THE GREEK KALENDS
The decision of the president of the government, Pedro Sánchez, to approve Morocco's plan on Western Sahara is a wound that he continues to fester as it has led to an unwanted conflict with Algeria.
The problem is acute because Sánchez has not limited himself to supporting autonomy, but rather has given Morocco ownership of the former Spanish colony, as Donald Trump did at the end of his term.
This is so because the plan established by Rabat explicitly says that the autonomy granted to the Sahrawis “will be carried out under the sovereignty of Morocco”, so that autonomy and sovereignty are inseparable, and this is what causes harm.
If Pedro Sánchez had proposed a new statement of the Moroccan plan, to preserve the position of the United Nations, this crisis would have been avoided.
It does not take a magician to support a new statement that, in substance, said: "The two parties (Morocco and the Polisario) accept the autonomy of Western Sahara under Moroccan sovereignty, limited in time by mutual agreement, and commit themselves, by through negotiations, to set the date of an electoral consultation, supervised and controlled by the United Nations, which allows knowing the real will of the Saharawi people through the ballot boxes”.
This statement would have preserved Sánchez from the fury of his opposition and that of the party that makes up the government coalition, although to tell the truth it is difficult to imagine that Morocco could accept it in those terms. In any case, the president would have shown the profile of a statesman of him.
The second error concerns the two Spanish autonomous cities. Sánchez has celebrated that Morocco recognizes that Ceuta and Melilla are Spanish. It has been said that there will therefore be a border line materialized by a Customs, and people from Ceuta and Melilla can rest assured that they will not suffer another Green March.
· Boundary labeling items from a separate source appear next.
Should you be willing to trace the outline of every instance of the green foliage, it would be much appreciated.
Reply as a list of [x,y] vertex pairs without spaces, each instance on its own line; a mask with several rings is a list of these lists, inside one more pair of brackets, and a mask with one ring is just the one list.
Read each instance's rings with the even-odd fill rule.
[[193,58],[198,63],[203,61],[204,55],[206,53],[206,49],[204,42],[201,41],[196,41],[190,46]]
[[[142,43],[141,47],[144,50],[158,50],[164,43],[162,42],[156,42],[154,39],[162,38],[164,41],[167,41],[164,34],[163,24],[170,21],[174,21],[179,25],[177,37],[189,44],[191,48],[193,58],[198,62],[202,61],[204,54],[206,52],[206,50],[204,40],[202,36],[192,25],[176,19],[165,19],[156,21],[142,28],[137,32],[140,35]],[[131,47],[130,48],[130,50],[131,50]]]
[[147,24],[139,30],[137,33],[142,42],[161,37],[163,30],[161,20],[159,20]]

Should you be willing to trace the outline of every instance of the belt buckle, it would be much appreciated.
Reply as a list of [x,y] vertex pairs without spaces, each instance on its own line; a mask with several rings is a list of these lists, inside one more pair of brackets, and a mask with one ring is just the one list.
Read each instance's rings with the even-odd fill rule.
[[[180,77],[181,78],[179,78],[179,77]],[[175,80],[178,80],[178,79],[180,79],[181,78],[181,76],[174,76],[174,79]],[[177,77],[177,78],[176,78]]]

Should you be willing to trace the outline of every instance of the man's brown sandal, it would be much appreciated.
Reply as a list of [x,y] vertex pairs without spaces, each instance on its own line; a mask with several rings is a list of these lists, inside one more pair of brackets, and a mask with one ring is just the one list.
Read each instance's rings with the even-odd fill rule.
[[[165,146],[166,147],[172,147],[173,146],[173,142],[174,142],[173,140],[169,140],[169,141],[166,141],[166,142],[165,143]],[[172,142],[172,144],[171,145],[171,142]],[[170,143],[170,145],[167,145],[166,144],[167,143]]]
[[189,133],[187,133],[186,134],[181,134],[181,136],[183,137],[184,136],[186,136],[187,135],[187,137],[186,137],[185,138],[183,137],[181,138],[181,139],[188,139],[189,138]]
But is the president sure that this is really going to happen? Morocco has not changed a single letter of its internal policy aimed at reaffirming its sovereignty over the Spanish "prisons", although it admits that the current situation of both can continue as it is while the day and time comes to demand them, and perhaps with something more than words.
But Pedro Sánchez tells us that there is no longer a problem with the Spanishness of the two cities and that everything is underway and is getting closer… with the Greek Kalends?